Colby Bird made his newest House Lamps—roughly hewn, precariously balanced sculptures of organic materials paired with lightbulbs—mostly from objects found within walking distance of his mother’s Austin home. The bricks, stained 2x4s, chunks of cement, alabaster fruit, driftwood, brightly painted bamboo roots, and small, shapely logs combine and transform into zoomorphic forms or pseudo-archeological artifacts. Bird’s House Lamps are cheeky, sometimes kitschy, and although their roots are in minimalist sculpture they are obviously handmade. The unrestrained earnestness and hard work Bird puts into these sculptures—sawing, sanding, drilling, balancing, wiring—make up for his lack of technical savvy. Despite appearances, Bird’s treatment is anything but haphazard; struggling in the studio is his way of dealing with the career expectations prescribed by his middle-class suburban upbringing. Flâneurism is something Bird simultaneously chases and runs away from. His House Lamps reconcile these contradictory impulses. Although delicate, they are warm and comforting.
The rigors of artistic practice are an important factor in Richard Forster’s work, too. Every day, Forster goes for a walk on the beach and spends hours and hours in his studio hunched over his drawing table. The three photogravures in this exhibition were made from pictures Forster took while standing on a pier looking down at the incoming tide. He made the three photographs at random intervals over the course of two minutes. The way Forster stretches two minutes of clock time into weeks of drawing/printmaking/art-making time recalls Einsteinian ideas of relativity: time can be measured by a second hand, by successive waves breaking on a shore, and by the millimeters of a drawing Forster completes in a day as he works down the page like an extraordinarily sensitive typewriter. Monotony and endless repetition can be strikingly beautiful.
Expectation (and its subversion), on the other hand, is a thread that connects Roy McMakin’s practice to some of the other artists in the show. He uses the language of traditional American furniture and domestic curios but tweaks form and function to reflect his understanding of domesticity and companionship.
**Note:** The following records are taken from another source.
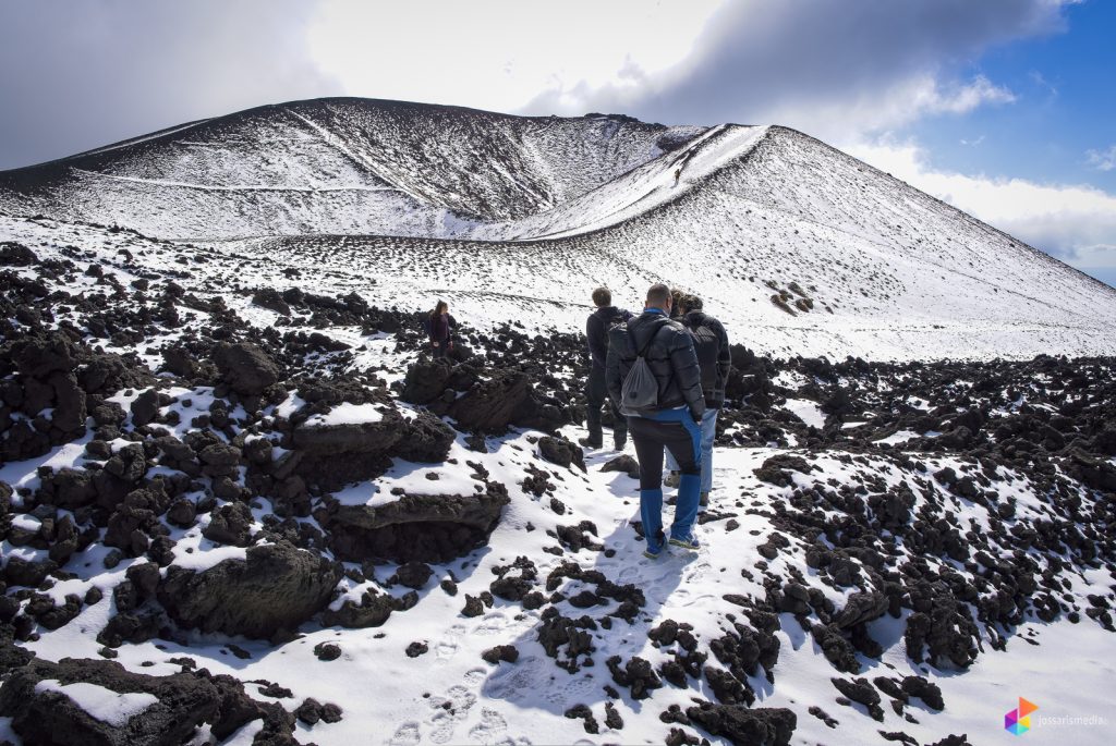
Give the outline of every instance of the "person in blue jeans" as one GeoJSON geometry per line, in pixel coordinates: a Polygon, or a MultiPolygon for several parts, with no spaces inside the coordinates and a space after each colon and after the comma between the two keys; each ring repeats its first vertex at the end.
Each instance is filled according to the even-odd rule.
{"type": "MultiPolygon", "coordinates": [[[[682,316],[679,321],[694,338],[694,351],[701,368],[701,390],[705,397],[705,415],[701,420],[701,500],[709,505],[709,493],[713,491],[713,440],[716,438],[716,416],[724,406],[724,386],[732,369],[729,350],[729,335],[724,324],[702,311],[702,300],[696,296],[683,296],[679,301],[682,316]]],[[[666,454],[666,486],[679,486],[679,464],[666,454]]]]}
{"type": "Polygon", "coordinates": [[[608,332],[605,380],[609,396],[627,416],[628,435],[639,461],[639,515],[647,548],[657,558],[668,543],[696,550],[693,534],[701,486],[701,432],[705,415],[701,369],[693,337],[671,317],[671,289],[654,284],[647,290],[643,313],[608,332]],[[657,385],[655,404],[644,408],[625,405],[624,380],[638,358],[647,364],[657,385]],[[674,522],[667,540],[663,531],[663,448],[674,456],[681,473],[674,522]]]}

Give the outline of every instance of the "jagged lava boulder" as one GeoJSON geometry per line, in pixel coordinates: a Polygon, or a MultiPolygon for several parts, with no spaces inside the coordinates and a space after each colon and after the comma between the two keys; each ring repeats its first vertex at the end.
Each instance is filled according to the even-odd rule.
{"type": "Polygon", "coordinates": [[[221,380],[242,396],[259,396],[279,382],[281,371],[267,352],[250,342],[221,342],[213,348],[221,380]]]}
{"type": "Polygon", "coordinates": [[[502,484],[489,483],[474,495],[404,494],[375,507],[327,501],[315,517],[338,559],[445,562],[487,542],[509,502],[502,484]]]}
{"type": "Polygon", "coordinates": [[[320,611],[341,578],[338,566],[287,543],[246,550],[195,572],[167,568],[157,598],[179,624],[203,632],[271,638],[320,611]]]}
{"type": "Polygon", "coordinates": [[[205,679],[131,674],[107,660],[33,660],[0,689],[0,714],[25,744],[180,744],[202,723],[220,721],[221,706],[221,690],[205,679]],[[87,706],[114,701],[90,713],[70,695],[87,706]]]}

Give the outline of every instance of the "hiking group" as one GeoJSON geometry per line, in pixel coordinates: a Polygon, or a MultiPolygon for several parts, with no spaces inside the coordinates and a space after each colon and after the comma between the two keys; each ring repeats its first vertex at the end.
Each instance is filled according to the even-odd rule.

Untitled (Vases about Language and Redemption), a collaboration with Heath Ceramics, is a group of seven classic vessels (in Heath’s distinctive colors) that McMakin redesigned to render unusable. Where pitchers, kettles, and amphoras have abbreviated handles, vases and jugs have holes in the wrong places. McMakin’s work continuously renegotiates the fluid boundaries between art and design and the spectrum of utility that lies between the two disciplines. Equally relevant to Untitled, however, are the trappings and disappointments of interpersonal relationships. At once vulnerable and assertive, McMakin’s vases are unabashed, if not confused, about what they are and are not.
The 2014 Lora Reynolds Gallery summer exhibition pulls together a broad range of sculpture, drawing, and painting from a group of artists with divergent interests and surprising parallels.